In the equivalent REST API you would probably have to go far far out of your way to expose users order information in a reviews API, whereas in graphql that is the default.

In a typical REST application, it is enough to ask "does this user have permission to take this action".

In graphql, the question is rather different. It is "does this user have permission to access this data irrespective of the action they are taking", and you have to both ask that question and answer it correctly for everything in your graph.



If you go back to the early stuff coming out of Facebook about GraphQL, it was designed to roll up all the REST services (or similar) into a single request for high latency clients. Occupying what has become known as the backends for frontends (BFF) layer.

In theory, it should be just as obvious either way as your actual services are going to be REST (or similar) either way. I recognize that some people have started using it as a poor man's SQL, but that's not really what it is for.

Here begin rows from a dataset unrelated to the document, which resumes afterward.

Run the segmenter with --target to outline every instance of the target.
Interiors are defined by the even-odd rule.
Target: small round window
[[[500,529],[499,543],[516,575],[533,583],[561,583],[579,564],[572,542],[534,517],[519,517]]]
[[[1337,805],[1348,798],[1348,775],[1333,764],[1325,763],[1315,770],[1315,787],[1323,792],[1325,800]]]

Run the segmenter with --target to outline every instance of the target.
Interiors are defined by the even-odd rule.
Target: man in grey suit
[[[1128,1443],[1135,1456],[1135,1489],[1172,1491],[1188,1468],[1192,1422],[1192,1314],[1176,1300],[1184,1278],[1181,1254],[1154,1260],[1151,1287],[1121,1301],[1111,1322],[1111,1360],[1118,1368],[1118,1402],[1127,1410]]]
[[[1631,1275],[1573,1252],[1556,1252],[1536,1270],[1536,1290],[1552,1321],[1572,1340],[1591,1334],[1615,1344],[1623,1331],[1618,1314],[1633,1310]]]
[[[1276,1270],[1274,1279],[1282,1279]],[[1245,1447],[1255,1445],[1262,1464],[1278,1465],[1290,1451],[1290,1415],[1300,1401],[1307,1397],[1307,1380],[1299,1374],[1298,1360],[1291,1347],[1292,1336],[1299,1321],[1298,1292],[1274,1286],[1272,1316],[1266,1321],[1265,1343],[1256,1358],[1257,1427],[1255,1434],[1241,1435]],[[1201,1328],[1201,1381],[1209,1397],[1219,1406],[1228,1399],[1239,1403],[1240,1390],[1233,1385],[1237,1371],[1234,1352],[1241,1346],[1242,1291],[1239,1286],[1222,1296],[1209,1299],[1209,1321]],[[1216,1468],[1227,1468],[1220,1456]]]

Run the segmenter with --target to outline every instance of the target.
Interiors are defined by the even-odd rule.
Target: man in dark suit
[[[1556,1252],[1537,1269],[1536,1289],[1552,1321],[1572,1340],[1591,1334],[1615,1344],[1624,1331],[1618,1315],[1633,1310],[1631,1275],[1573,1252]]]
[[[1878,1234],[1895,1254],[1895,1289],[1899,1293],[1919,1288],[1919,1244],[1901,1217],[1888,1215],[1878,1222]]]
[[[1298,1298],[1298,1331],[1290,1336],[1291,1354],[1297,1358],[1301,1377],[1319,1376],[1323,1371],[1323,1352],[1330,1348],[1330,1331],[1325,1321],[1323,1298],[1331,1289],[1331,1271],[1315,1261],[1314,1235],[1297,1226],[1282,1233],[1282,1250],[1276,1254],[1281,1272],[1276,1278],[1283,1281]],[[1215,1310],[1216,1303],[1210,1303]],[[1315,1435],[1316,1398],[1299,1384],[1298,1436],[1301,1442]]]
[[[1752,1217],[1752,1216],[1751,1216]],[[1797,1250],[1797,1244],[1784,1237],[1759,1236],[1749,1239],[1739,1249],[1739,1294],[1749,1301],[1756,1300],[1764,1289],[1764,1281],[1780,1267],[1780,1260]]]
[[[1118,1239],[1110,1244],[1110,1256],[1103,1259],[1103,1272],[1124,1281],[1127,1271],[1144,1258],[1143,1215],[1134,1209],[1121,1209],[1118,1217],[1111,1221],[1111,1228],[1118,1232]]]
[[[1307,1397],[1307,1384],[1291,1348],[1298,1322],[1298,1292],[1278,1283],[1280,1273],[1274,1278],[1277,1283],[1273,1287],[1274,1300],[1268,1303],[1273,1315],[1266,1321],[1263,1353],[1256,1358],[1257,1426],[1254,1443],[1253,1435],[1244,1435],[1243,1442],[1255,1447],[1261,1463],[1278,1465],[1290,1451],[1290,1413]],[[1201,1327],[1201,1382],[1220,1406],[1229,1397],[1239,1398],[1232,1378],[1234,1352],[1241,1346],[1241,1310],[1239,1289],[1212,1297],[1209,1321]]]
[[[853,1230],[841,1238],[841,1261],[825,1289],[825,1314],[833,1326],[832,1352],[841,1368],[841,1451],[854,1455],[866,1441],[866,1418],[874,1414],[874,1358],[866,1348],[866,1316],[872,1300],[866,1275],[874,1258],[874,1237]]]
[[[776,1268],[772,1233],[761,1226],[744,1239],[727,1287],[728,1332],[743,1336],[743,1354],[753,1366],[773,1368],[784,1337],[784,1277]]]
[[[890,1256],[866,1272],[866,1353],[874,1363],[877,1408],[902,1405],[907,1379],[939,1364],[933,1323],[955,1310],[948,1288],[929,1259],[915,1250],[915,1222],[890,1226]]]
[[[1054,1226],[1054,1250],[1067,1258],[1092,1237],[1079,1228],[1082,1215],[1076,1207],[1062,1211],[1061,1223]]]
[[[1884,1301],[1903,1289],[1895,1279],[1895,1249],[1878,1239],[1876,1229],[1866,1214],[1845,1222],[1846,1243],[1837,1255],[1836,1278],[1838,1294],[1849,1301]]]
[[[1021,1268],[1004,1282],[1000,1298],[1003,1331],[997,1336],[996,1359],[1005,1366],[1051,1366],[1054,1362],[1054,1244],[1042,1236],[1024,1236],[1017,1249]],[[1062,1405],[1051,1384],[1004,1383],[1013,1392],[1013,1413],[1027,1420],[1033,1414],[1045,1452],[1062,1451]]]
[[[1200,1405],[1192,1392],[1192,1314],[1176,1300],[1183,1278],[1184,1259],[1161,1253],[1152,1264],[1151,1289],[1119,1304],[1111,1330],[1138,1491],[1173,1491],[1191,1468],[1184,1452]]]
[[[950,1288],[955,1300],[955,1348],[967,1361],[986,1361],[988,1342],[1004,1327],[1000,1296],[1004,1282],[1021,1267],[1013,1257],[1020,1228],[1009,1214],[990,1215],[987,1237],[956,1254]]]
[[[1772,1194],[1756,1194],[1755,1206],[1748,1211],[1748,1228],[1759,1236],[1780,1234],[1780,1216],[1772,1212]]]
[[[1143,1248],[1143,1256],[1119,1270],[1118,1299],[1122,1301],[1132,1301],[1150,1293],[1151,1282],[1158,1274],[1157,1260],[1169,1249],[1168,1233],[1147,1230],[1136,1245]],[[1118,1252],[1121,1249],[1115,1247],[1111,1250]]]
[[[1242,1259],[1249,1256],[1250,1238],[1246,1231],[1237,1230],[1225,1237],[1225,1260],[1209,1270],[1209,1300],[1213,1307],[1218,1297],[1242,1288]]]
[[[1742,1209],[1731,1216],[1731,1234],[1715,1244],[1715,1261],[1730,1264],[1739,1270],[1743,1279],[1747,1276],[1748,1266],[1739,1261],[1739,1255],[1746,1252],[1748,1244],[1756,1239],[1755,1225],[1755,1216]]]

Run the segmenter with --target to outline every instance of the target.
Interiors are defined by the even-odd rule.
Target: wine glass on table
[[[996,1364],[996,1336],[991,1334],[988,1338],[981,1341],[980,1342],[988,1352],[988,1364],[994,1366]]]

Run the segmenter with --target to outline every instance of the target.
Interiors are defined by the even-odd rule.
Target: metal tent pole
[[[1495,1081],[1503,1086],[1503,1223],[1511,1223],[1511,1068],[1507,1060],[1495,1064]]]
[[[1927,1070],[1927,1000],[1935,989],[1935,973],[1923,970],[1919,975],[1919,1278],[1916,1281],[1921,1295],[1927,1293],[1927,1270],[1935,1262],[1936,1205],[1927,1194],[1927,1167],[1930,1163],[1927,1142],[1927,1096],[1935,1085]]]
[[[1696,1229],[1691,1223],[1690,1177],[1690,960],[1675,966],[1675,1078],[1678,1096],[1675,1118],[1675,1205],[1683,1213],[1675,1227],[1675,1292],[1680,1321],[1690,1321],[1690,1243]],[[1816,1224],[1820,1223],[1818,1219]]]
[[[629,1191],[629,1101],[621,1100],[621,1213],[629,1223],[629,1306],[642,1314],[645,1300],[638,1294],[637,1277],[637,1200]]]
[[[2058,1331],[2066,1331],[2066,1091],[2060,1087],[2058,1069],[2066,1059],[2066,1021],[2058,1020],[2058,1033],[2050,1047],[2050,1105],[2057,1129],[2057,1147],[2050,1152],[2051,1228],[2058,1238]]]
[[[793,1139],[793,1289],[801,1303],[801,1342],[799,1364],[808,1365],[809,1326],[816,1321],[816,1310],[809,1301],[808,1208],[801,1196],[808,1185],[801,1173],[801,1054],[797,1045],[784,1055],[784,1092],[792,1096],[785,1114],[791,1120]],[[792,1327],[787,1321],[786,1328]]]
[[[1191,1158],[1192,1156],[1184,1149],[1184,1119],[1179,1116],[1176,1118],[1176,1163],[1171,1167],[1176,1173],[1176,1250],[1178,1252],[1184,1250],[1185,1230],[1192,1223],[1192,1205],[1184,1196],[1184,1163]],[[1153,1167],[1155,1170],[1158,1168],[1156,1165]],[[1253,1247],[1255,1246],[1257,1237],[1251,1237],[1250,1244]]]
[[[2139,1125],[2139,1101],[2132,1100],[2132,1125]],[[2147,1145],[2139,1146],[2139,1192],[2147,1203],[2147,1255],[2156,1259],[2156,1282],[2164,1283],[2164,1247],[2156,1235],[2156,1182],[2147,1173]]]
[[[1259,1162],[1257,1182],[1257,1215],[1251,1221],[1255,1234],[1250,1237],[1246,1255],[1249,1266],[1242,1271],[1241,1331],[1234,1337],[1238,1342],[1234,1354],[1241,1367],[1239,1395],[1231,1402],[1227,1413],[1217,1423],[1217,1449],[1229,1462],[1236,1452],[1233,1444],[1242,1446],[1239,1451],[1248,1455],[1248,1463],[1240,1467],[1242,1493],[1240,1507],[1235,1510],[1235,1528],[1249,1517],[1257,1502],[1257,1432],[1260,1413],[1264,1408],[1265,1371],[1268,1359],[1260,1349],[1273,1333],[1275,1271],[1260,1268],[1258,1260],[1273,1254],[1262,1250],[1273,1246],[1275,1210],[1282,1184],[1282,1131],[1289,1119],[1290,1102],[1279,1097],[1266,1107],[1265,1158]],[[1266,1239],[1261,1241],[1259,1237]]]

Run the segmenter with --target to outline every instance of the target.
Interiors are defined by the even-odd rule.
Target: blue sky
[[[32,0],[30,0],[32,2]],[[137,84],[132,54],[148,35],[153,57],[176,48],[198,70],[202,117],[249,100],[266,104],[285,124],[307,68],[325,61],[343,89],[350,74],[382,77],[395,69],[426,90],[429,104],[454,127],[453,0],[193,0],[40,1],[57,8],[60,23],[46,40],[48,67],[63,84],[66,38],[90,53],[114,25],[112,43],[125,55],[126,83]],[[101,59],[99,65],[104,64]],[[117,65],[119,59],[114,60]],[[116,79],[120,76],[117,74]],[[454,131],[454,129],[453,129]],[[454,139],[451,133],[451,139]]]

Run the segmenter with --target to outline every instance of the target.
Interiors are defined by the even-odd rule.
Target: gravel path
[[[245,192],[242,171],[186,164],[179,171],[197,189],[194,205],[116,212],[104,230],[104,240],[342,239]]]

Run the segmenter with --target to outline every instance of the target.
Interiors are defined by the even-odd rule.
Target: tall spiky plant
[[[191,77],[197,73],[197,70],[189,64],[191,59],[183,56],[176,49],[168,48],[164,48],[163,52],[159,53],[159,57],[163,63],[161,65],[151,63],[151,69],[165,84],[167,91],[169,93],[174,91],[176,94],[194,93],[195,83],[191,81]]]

In the wild, I primarily have seen graphql implemented instead of, or perhaps next to, REST. Not on top of REST.

I'm not sure what you mean about a poor man's SQL. Whether it's backed by micro-services via REST, or just a graphql API in a single app, the value prop for frontend<>backend communication is the same. It's not "using graphql wrong" to not have a micro service architecture.


Using it as a poor man’s SQL was addressed, but using it that way doesn’t mean that’s what it is for.